House Republicans are voting Wednesday for the 31st time to repeal all or part of Obamacare, providing what Democratic pollster Mark Mellman calls “fodder for Democrats on what they’re voting to take away.” After two years of being on the defensive over the law, some Democrats feel the politics may have shifted to putting the onus on Republicans. A little-noticed amendment to the measure ends federal health-care benefits for lawmakers once they leave Congress and requires that they purchase insurance, like their constituents, on the health-care exchanges, or marketplaces, that are being set up under the law. Democrats have portrayed Republicans as wanting to end benefits for everybody else while keeping their own “generous” plans.
The GOP, meanwhile, is doubling down. Paul Lindsay, communications director for the National Republican Congressional Committee, predicts that no member of his party will oppose repeal in the House vote. “It’s not an issue we’re afraid to talk about,” he says.

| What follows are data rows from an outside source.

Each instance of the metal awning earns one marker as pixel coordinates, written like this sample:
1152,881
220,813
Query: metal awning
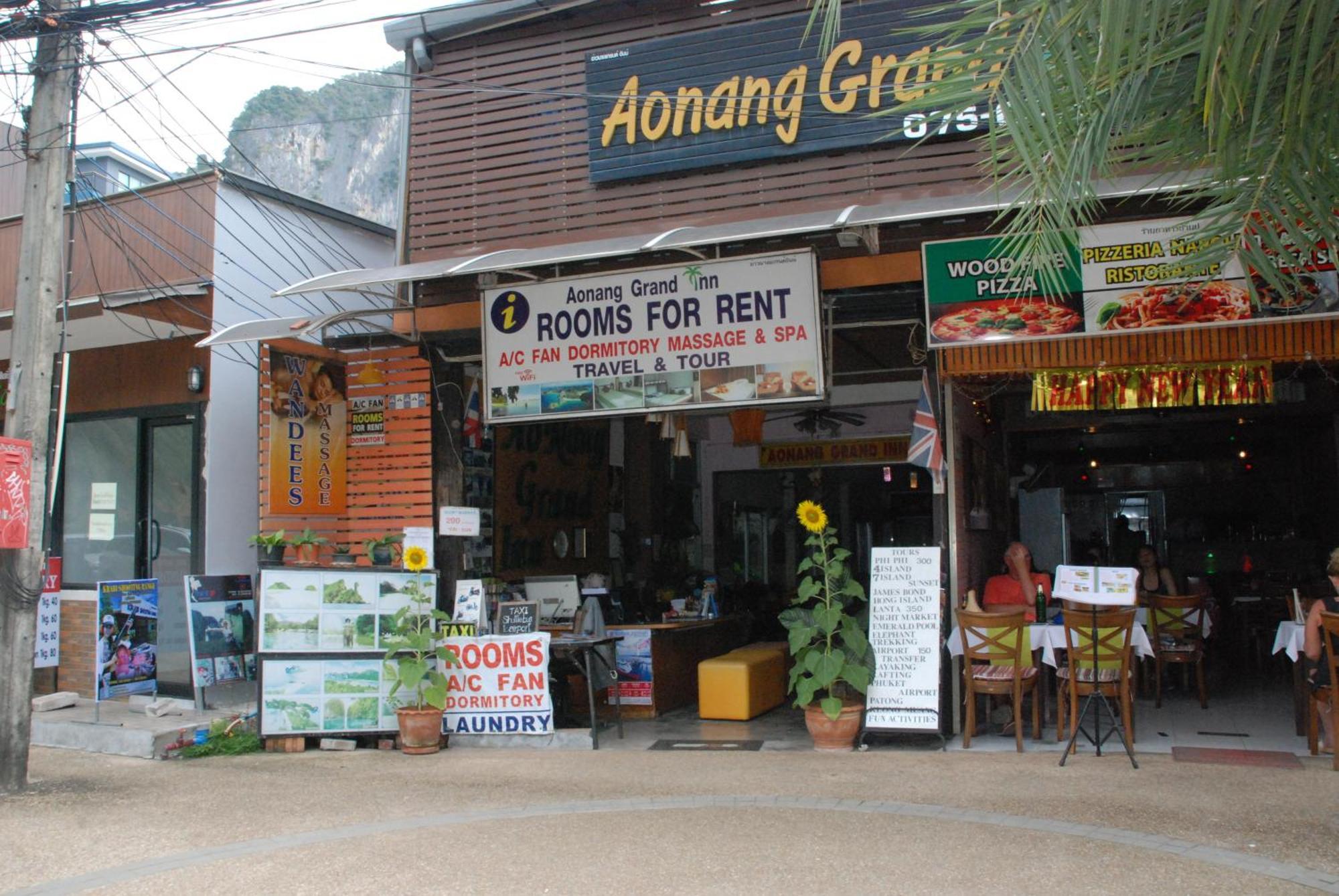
294,328
689,238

In anticipation of Wednesday’s vote, the Democratic Congressional Campaign Committee launched online ads targeting vulnerable Republicans in California, Illinois, and New York. A hospital-gowned patient sits on an examining table looking forlorn while the word “REPEAL” looms. “Carla knows the breast-cancer screening she got saved her life. Carla doesn’t know that her congresswoman, Mary Bono Mack (R-Calif.), may vote to repeal the law that added preventative coverage to Medicare ... Tell Congresswoman Mary Bono Mack: she shouldn’t repeal our benefits if she wants to keep hers.”

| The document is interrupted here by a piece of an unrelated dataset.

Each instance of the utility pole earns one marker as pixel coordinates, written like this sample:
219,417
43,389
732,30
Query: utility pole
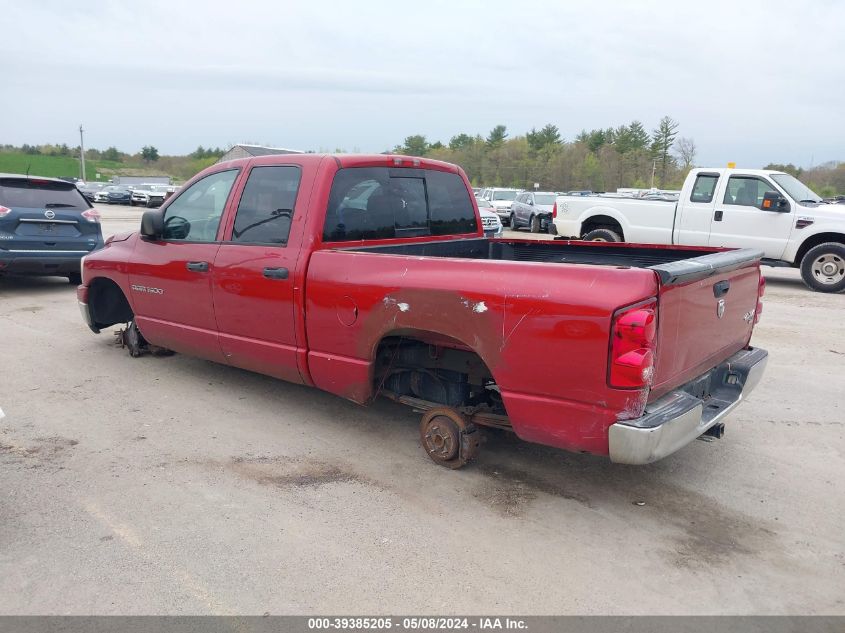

With such heart-wrenching stories readily available, why has the Obama team shied away from bringing the law into sharper focus now that it’s been ruled constitutional? Bill McInturff, a Republican pollster, says it comes down to resources in a campaign that is already fully engaged in an all-out air war.

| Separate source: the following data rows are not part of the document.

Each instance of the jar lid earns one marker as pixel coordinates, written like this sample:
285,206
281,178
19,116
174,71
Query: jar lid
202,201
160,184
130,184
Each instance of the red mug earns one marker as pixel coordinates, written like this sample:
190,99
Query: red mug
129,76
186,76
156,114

“The Obama campaign could only try to promote the ACA by extensive paid advertising, but it would mean diverting money from their Romney assault,” he says. “From a campaign perspective, my bet would be if given that choice, the campaign would always choose staying negative on Romney.”
Online ads won’t break the bank, or strain the patience of voters who according to polls are ready to move on. In the Washington Post/ABC poll, just 18 percent want to repeal the whole law, and another 16 percent want to repeal parts of it. Sixty-five percent support the law or take a “wait and see” approach. Obama does bring up health care in his stump speech daily, talking about it Tuesday afternoon in Cedar Rapids, Iowa, and last week on his bus tour through Ohio and Pennsylvania, but it has not been a main focus. The campaign’s largest mailing so far focused on health care, and it went to 1 million women.
“They’ve got to do something to get people to better understand what this thing does,” says Bennett. “Otherwise it will be known as Obamacare—expensive, government-run health care.”
Simplicity is the key, says Melody Miller, Ted Kennedy’s spokeswoman for much of his long crusade for health-care reform. She proposes an ad with two hands, one that ticks off finger by finger five reasons to support the law; the other a fist that unfolds to reveal “Obamacare, health-care security for all,” written on the palm. “The truth” about Obamacare, says a narrator: (1) can’t be denied coverage for preexisting conditions; (2) no cap, you won’t get cut off or lose your home if you have costly medical bills; (3) reduces the deficit, according to the nonpartisan Congressional Budget Office; (4) you can keep children on until age 26; (5) you can keep your own doctor and choose your own coverage from a variety of plans, just like members of Congress.
“If it’s simple and easy to understand, I think that you will start seeing people holding up their hands at rallies, with Obamacare written on them,” she says. “We might as well call it that. Everybody else does.”
So far, at least, the White House is not taking that road.